In short, ” dematerialization must be carried out, not as a break ordered by budgetary constraints or the search for productivity gains, but as a chosen evolution, which is part of a long time “. From this observation, the Defender draws a series of recommendations. Here are the most notable.

  • Put in place a real mechanism for monitoring the compliance of public Internet sites with accessibility rules, accompanied by dissuasive sanctions and an obligation to take into account, in particular in the specifications of public contracts, accessibility during designing or redesigning a site.
  • Offer people deprived of their liberty training in digital tools and support in their administrative procedures.
  • Encourage the development of partnerships between fixed telecommunications operators and public or private social landlords or managers of student housing, boarding houses or emergency accommodation centers, to offer these tenants a connection at a jointly negotiated.
  • Simplify procedures for accessing rights, such as the digital safe.
  • Be vigilant when deploying the new digital health space, which aims to collect users’ medical data in the form of a digital health record (prescriptions, examinations, test results, etc.).
  • Train young people in everyday digital skills and facilitate the steps they must take as young adults from a single entry point.
  • Adopt a legislative provision, within the code of relations between users and the administration, imposing the preservation of several methods of access to public services so that no administrative procedure is accessible only by dematerialized means.
  • Make the telephone platforms of all public services (green number) really free and not just the non-surcharge of calls.
  • Improve information for users in order to raise awareness of the free administrative procedures and put an end to the practice of directing users towards a paying private service.
  • Give the possibility to the user to revoke, at any time, his consent to dematerialized exchanges in a definitive or temporary way.
  • Guarantee a deadline for making corrections for all administrative procedures carried out online.
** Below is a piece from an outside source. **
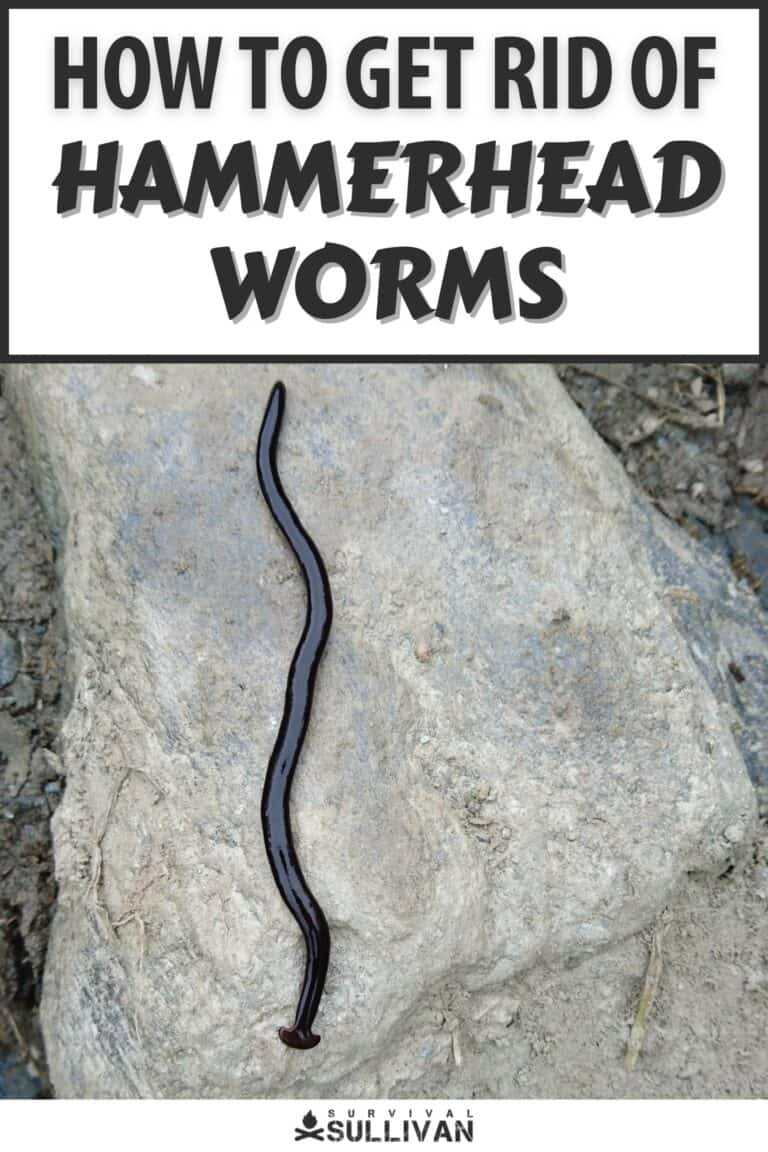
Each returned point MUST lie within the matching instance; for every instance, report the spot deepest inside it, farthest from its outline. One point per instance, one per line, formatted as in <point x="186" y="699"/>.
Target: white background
<point x="500" y="1126"/>
<point x="144" y="285"/>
  • Include users in difficulty with digital technology in the development and evaluation of processes for the dematerialization of public services.
  • Group the interface modifications in order to limit the number of them so as not to disturb the users, because repeated interface changes and close in time have an impact on the users (loss of bearings, sometimes renunciation) but also on the accompanying persons who must readapt their accompanying educational tools (updating of tutorials).
  • Develop data sharing and pre-filling of forms between social, national and territorial public services.
  • Develop free WIFI spaces and lead a consultation on a “right to connection” or a “right of access to digital”, involving both internet access providers and vulnerable people. Carry out experiments to determine the best model that would make the Internet accessible to all.